- Developer(s): Invention
- Publisher(s): Riki Computer Games
- Platform(s): MS-DOS
- Release: 1996
- Genre(s): Adventure

= Mutation of J.B. =

1996 video game

Mutation of J.B. (in Slovak: Mutácia Johnyho Burgera) is a 1996 point-and-click adventure game by Slovak developer Invention. It was released for MS-DOS by Riki Computer Games in Slovakia, by Vochozka Trading (now 2K Czech) in the Czech Republic and by Neo Software in the German speaking countries.

==Plot==
The player controls Johnny Burger, who plans to visit his cousin Emanuel for two weeks. A scientist offers him money to be part of an experiment. The experiment goes wrong, the scientist disappears, Johnny gets turned into a human pig, and he is kidnapped to the Planet Ladea. He must return things to how they were and find out what happened to Emanuel.

== Development ==
This was the very first Slovak video game on CD which also included Slovak voice acting. Voice actors included were Jozef Pročko, Ladislav Kocan, and Riki magazine's editor-in-chief Ivo Ninja.

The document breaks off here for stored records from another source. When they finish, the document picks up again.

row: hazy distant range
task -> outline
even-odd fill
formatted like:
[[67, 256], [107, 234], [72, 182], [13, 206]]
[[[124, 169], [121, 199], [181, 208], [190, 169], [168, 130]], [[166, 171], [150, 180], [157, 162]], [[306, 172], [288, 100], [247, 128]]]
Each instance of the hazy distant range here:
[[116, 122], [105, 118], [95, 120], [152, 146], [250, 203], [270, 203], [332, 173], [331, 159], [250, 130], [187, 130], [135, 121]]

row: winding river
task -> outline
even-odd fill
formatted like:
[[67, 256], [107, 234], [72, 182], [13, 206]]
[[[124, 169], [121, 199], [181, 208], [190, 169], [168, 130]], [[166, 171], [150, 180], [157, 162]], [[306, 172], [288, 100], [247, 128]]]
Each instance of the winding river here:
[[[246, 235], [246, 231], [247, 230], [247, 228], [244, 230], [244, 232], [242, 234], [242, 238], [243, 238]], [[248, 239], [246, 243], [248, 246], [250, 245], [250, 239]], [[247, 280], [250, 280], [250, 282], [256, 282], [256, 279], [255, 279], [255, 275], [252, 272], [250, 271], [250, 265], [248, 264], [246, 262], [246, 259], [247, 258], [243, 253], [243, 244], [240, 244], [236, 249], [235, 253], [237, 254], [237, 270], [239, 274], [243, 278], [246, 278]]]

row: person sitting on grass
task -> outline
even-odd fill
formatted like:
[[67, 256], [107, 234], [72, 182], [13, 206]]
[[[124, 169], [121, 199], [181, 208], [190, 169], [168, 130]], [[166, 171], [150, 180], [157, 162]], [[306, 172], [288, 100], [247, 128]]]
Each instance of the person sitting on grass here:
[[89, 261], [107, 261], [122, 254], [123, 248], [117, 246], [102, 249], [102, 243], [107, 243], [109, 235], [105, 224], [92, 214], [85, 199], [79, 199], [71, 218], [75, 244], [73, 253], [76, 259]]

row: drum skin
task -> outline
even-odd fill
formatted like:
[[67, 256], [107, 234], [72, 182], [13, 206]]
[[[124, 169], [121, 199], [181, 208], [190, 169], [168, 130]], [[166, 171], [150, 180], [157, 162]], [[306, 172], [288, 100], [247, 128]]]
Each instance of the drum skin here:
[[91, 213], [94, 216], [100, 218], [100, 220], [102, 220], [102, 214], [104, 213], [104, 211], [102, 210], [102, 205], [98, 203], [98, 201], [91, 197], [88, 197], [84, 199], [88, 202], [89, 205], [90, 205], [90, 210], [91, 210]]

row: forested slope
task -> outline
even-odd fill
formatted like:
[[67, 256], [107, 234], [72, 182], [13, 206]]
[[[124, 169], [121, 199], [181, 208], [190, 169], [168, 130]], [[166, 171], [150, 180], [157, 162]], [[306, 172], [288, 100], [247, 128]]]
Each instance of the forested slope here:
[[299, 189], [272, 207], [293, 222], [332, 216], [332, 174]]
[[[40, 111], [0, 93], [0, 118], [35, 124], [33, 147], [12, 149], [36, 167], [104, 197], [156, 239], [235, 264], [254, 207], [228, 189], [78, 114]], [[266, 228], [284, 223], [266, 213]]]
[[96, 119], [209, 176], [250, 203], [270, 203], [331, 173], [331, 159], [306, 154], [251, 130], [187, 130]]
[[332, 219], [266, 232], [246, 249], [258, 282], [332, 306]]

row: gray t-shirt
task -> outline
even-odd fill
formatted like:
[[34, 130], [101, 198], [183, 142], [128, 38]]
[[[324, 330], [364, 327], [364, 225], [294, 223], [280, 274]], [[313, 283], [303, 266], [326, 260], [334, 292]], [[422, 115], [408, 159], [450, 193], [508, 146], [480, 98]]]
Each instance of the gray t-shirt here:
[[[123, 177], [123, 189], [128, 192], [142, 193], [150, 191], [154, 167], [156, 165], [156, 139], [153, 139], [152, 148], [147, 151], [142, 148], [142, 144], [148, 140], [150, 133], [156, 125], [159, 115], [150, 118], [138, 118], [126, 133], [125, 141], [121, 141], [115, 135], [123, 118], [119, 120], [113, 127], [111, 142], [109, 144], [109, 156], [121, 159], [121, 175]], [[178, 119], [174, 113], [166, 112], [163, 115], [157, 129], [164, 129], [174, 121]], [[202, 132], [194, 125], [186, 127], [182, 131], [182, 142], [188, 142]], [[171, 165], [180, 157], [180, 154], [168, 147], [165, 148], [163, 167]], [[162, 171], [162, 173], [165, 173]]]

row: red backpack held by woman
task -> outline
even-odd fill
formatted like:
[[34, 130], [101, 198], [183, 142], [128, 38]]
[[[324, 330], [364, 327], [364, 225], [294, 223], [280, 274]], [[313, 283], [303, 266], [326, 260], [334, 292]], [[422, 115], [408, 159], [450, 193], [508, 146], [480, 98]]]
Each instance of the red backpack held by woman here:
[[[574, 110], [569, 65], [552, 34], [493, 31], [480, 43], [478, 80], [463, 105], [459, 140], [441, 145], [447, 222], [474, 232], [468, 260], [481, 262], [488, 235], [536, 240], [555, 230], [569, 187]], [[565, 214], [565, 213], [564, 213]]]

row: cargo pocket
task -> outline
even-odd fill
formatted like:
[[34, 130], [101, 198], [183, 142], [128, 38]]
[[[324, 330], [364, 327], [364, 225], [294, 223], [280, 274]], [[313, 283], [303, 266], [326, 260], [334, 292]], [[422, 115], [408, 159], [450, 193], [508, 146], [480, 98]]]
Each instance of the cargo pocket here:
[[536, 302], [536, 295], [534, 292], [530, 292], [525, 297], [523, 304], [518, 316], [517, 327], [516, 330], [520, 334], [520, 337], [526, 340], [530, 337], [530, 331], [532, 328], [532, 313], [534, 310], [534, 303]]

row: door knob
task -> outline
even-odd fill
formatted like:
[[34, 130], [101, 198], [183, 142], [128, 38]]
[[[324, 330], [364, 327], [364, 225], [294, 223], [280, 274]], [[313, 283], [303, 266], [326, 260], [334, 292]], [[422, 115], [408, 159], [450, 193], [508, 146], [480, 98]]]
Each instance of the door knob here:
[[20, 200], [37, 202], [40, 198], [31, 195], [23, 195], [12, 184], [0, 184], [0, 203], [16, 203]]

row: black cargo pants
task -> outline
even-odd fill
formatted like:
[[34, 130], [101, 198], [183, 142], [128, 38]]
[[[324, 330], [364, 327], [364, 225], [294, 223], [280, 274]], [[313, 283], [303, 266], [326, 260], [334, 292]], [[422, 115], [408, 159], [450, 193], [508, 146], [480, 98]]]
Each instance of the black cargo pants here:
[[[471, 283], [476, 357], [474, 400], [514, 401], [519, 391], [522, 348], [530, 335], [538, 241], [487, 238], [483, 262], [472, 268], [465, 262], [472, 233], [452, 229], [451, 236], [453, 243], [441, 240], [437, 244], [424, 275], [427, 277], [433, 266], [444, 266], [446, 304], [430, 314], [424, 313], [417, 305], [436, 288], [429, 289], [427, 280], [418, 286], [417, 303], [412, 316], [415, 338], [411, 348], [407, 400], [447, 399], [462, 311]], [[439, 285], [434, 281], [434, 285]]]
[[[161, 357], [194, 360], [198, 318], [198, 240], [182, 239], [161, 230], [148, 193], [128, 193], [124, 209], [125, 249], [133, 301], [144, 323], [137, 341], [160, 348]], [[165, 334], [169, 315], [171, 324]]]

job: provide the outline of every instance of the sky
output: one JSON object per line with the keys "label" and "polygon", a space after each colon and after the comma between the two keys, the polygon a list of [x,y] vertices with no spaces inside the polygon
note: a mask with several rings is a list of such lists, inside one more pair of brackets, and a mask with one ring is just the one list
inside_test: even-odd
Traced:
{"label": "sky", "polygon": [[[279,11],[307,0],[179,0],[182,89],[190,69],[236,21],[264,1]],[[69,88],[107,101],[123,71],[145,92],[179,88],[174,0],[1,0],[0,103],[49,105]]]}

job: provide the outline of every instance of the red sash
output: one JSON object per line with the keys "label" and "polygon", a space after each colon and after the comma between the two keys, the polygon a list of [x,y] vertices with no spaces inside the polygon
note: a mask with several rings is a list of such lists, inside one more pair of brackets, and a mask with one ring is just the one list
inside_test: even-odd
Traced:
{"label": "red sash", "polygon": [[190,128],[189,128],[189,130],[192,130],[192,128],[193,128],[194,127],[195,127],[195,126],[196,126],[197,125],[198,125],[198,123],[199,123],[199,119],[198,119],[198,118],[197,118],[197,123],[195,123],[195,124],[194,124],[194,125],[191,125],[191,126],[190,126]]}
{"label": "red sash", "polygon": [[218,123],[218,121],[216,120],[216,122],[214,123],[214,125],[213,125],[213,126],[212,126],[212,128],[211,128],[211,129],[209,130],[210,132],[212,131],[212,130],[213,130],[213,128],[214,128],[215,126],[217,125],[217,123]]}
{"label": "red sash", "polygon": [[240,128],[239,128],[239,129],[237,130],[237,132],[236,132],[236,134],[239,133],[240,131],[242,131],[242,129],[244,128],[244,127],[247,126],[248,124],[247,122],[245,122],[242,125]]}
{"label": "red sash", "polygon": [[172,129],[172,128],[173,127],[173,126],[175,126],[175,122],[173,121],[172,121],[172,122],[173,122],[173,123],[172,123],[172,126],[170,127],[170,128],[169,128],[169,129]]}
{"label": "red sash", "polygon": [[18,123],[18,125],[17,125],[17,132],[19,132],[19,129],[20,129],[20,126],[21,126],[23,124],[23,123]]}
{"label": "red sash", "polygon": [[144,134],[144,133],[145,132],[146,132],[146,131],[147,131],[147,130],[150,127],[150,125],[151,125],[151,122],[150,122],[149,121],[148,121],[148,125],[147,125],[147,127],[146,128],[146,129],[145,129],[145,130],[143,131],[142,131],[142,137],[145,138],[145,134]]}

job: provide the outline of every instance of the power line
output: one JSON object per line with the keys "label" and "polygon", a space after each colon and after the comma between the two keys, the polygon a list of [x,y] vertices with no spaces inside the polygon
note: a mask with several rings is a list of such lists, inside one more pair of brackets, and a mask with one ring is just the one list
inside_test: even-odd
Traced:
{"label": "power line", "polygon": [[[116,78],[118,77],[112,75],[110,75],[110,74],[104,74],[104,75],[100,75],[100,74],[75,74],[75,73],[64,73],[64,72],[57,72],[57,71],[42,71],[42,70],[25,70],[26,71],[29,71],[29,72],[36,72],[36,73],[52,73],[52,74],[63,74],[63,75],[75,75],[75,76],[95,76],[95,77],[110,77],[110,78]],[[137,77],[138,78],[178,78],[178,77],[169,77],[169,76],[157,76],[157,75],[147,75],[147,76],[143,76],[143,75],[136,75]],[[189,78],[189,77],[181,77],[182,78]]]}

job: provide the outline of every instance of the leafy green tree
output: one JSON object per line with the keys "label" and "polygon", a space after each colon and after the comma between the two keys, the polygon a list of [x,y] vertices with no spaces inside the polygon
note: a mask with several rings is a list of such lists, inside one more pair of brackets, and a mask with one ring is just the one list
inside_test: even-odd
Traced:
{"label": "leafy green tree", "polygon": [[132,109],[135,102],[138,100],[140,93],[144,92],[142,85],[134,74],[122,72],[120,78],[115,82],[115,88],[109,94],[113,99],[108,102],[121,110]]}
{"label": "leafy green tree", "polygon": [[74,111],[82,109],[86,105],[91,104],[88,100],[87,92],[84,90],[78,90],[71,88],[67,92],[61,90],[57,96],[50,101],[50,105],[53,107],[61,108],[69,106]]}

It is also the first Slovak commercial point & click adventure.

The publishers actively tried to push against the rampant piracy by publishing the title directly into the Slovak language without subtitles. The Austrian publisher NEO included German language with subtitles and insisted that the games' music must be uploaded directly to them in the studio in Vienna.

==Reception==
Adventure-archiv praised the puzzles and story for being highly original. Gamesite.sk editor listed the title as the fifth best game of all time.